Senator FRASER - It is some months. The following information should clarify the intention of clause 9: -

Two classes of certificates of competency are issued under the Navigation Act to masters, mates and engineers of ships, namely, those having Imperial validity, i.e., which are recognized in all parts of the British Empire, and those of a less important character, valid within the Commonwealth only.

The issue of the certificates of Imperial validity is subject to the provisions of section 102 of the Merchant Shipping Act of Great Britain, and by means of regulations made under that section power is given, where a certificate of Imperial validity has been cancelled or suspended, and if, in the opinion of the Minister, the justice of the case requires it, to return or re-issue the certificate or to shorten the time for which it has been suspended or grant in place thereof a certificate of lower grade. This power does not, however, extend to the purely local certificate mentioned. The new section proposed gives similar power in regard to these.

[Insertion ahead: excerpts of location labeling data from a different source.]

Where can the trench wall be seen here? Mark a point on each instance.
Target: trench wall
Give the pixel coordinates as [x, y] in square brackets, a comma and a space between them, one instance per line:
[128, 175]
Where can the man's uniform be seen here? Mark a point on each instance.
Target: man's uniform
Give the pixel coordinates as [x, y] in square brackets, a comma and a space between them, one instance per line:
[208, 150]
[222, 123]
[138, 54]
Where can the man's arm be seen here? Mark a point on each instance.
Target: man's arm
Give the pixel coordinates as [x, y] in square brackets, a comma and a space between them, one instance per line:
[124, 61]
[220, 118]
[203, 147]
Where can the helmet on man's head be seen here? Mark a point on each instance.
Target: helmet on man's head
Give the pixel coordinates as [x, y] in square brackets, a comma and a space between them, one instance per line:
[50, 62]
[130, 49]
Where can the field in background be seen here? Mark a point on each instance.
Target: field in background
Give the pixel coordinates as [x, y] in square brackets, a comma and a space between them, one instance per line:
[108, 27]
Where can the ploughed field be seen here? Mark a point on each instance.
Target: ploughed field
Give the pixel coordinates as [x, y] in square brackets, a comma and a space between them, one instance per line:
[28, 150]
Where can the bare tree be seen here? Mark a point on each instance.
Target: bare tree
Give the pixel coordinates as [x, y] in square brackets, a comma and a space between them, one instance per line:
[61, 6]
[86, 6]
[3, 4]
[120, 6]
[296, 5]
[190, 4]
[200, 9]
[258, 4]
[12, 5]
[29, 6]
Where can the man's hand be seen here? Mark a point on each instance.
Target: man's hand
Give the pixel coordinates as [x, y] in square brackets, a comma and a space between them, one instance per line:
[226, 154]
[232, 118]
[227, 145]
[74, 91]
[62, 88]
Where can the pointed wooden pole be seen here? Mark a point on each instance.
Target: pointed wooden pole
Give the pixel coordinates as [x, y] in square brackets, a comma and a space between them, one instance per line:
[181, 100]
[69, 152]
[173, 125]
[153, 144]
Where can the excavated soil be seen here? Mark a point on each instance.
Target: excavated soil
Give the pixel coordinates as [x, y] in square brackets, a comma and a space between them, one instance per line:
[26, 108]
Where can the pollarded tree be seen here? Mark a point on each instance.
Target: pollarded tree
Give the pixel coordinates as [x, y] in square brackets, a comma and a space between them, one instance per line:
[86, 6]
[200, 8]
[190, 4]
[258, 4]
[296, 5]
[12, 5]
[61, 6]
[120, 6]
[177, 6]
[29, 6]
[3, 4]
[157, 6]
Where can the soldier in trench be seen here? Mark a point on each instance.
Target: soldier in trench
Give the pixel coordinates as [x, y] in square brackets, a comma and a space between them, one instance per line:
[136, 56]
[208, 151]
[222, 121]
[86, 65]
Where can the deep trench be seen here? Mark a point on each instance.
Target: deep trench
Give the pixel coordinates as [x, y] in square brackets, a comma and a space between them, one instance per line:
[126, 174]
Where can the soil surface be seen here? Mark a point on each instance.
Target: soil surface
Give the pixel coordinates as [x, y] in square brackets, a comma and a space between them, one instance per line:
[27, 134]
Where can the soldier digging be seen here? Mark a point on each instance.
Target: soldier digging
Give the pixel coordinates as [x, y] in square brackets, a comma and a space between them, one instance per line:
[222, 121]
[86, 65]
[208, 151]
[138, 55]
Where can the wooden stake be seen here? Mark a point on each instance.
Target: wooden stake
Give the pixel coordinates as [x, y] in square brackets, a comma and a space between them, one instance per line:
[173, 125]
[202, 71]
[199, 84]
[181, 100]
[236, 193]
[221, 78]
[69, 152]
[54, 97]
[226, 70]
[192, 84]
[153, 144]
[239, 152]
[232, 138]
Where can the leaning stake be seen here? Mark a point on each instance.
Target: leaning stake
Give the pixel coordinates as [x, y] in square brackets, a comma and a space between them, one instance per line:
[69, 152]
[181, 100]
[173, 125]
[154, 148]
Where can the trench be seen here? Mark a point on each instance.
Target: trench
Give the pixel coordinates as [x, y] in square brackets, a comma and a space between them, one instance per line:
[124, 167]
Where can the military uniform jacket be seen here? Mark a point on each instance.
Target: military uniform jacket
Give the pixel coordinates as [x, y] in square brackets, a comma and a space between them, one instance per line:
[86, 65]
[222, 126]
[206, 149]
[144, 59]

Under the principal act, a master, or officer, of a ship whose certificate is cancelled, or suspended, by a court of marine inquiry has no right of appeal to any local court. By virtue of section 478 of the Imperial Merchant Shipping Act, however, he can appeal from the decision of a court of marine inquiry anywhere in the Empire direct to the High Court of England. It is considered preferable that he should have, as regards inquiries held here, an appeal in the first instance to some superior court in the Commonwealth. The new section proposed accordingly provides for an appeal to the Supreme Court of the State in which the inquiry was held. The British Com monwealth Merchant Shipping Agreement of December, 1931, provides that where a certificate of competency is cancelled, or suspended, by a court of marine inquiry in a dominion, an appeal shall lie from the decision of the court "to a court in that part of the Commonwealth in which the formal investigation was held, and that court shall be similar in its constitution and jurisdiction to a Divisional Court of Admiralty in England". The new provision now proposed does not, and as a matter of fact, cannot, in any way affect the right of appeal to the High Court of England, either direct from the decision of a court of marine inquiry, or, subsequently, from the decision of the Supreme Court of the State.